Ja, das spüre ich auf jeden Fall. Wir haben in Europa erkannt, dass es gewisse Schlüsselindustrien gibt, die wir hier brauchen - zum Beispiel Batterien. Da sind wir auf einem guten Weg. Jetzt geht es immer mehr in Richtung Photovoltaik.

Finden wir denn dafür genügend Leute - Stichwort: Fachkräftemangel?

Ja, Produktion ist wieder sexy, gerade in der jungen Generation. Das spüre ich ganz eindeutig. Außerdem gibt es ganz andere Vorzeichen als vor 20 Jahren. Da waren wir in Europa schon einmal führend bei PV, wir haben sie sogar erfunden. Mittlerweile ist die Automatisierung so weit fortgeschritten, dass wir deutlich weniger Personal für den Bau von PV-Modulen benötigen. Die Arbeitskosten fallen also gar nicht mehr so ins Gewicht, wie damals. Wenn wir jetzt dank mehr erneuerbarem Strom auch noch geringe Energiekosten haben, und die Skaleneffekte zunutze machen, können wir auch günstiger PV-Anlagen herstellen. Der vermeintliche Fachkräftemangel sollte aber eigentlich nicht Kern der Debatte sein.

Sondern?

Wir sollten endlich loslegen und uns nicht immer mit irgendwelchen Bedenken rumschlagen. Mich nervt das extrem. Wie oft habe ich schon gehört: Das klappt nicht, das ist viel zu ambitioniert - und am Ende hat es eben doch funktioniert. Henry Ford hat mal gesagt: "Ob du denkst, du kannst es oder du kannst es nicht: Du hast in beiden Fällen recht." Und genauso mutig sollten wir auch die Produktion von Solarmodulen in Europa angehen. Da finde ich es zum Beispiel sehr inspirierend, wenn sich Leute wie Herbert Diess nach vorne stellen und sagen: So, wir machen das jetzt.

Sind denn die Rahmenbedingungen in Europa mittlerweile dafür gegeben, um loszulegen?
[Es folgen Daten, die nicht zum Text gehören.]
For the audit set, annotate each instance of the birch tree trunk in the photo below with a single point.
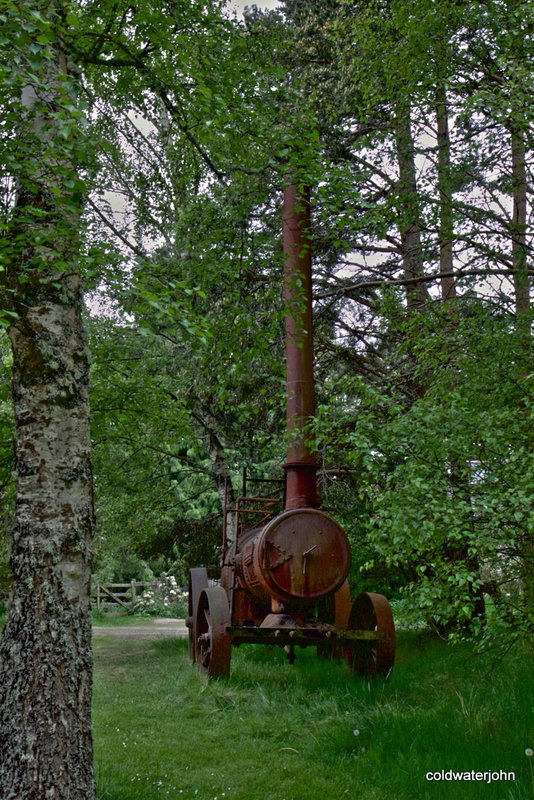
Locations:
(448, 289)
(409, 224)
(45, 650)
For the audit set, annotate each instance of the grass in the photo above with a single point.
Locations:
(120, 618)
(272, 731)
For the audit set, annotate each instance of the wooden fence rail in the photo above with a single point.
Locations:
(119, 594)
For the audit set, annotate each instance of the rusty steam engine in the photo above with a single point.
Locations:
(284, 578)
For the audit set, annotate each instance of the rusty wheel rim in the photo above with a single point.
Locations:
(371, 612)
(198, 580)
(212, 643)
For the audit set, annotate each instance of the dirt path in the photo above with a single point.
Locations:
(158, 629)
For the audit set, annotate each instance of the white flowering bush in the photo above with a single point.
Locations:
(163, 599)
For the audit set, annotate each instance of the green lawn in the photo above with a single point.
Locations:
(278, 732)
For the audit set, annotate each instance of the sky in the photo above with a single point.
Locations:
(239, 5)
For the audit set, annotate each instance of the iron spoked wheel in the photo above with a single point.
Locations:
(334, 609)
(198, 580)
(212, 643)
(371, 612)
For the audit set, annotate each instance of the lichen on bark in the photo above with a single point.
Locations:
(45, 650)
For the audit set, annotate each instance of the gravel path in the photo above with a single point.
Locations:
(158, 629)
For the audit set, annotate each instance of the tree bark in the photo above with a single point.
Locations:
(408, 209)
(45, 650)
(448, 289)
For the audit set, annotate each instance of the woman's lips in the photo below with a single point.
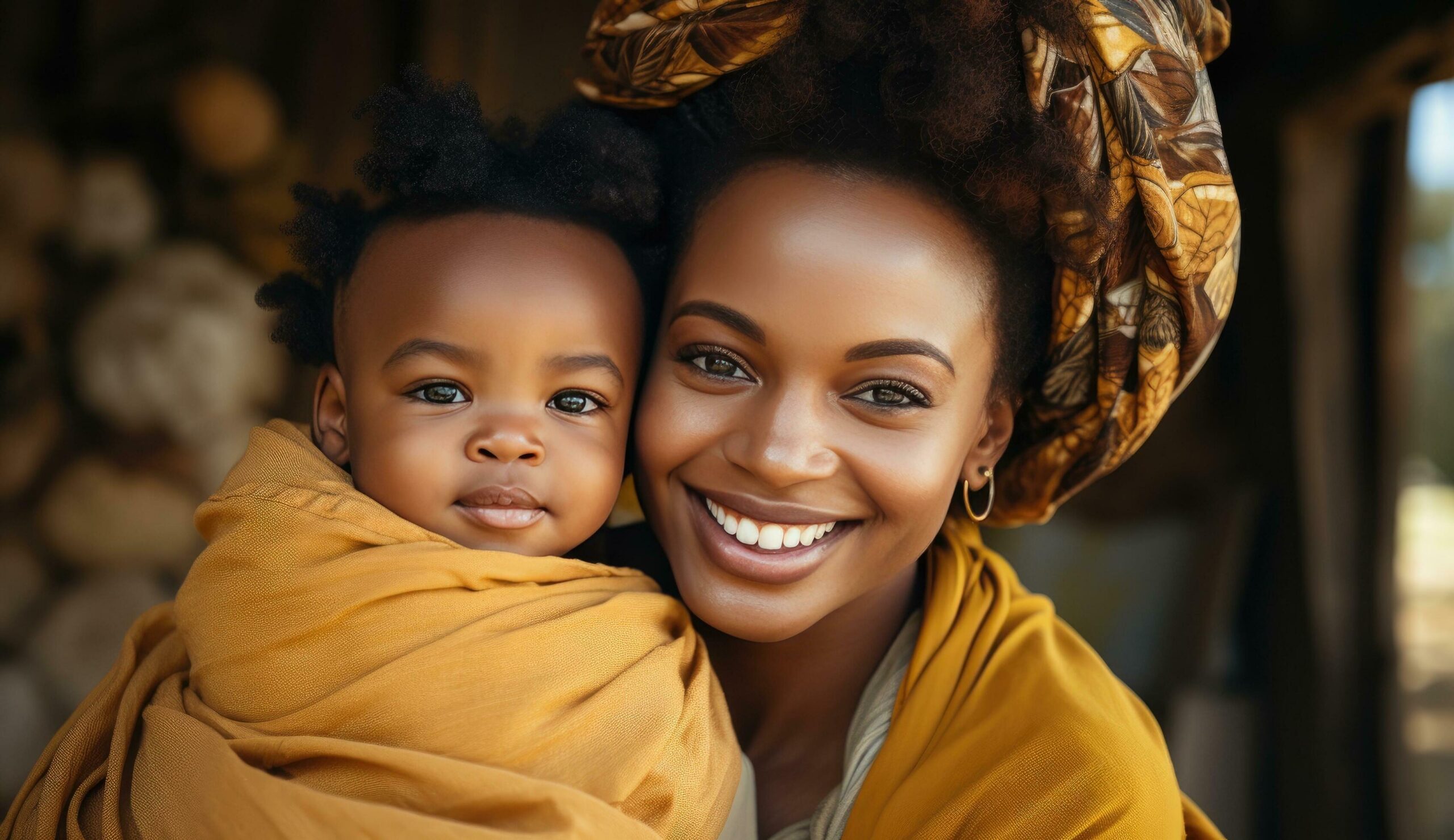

Die USA machen es vor: Der Inflation Reduction Act garantiert dort staatliche Anschubfinanzierung für die heimische Solarindustrie. Darauf brauchen wir eine europäische Antwort. Wenn ich mit Produzenten spreche, dann sagen die mir ganz klar: "Wenn ich die Wahl habe, und kann starke Subventionen in den USA oder Indien bekommen - dann gehe ich dahin und nicht nach Europa." Eine europäische Antwort auf den Inflation Reduction Act muss dem Ganzen vorweg gehen, denn das alles ist auch in Europa machbar. Deshalb haben wir in einer Gruppe mit 26 führenden Unternehmen einen Vorschlag erarbeitet, wie die Politik die Solarindustrie stärken kann. Enpal war hier intensiv beteiligt und hat die Erarbeitung des Vorschlags federführend mit koordiniert. Dieser Vorschlag wird am heutigen Dienstag mit Robert Habeck und den Spitzen der Erneuerbaren-Branche beim BMWK-Produktionsgipfel diskutiert, um die Renaissance der deutschen Solarindustrie einzuleiten.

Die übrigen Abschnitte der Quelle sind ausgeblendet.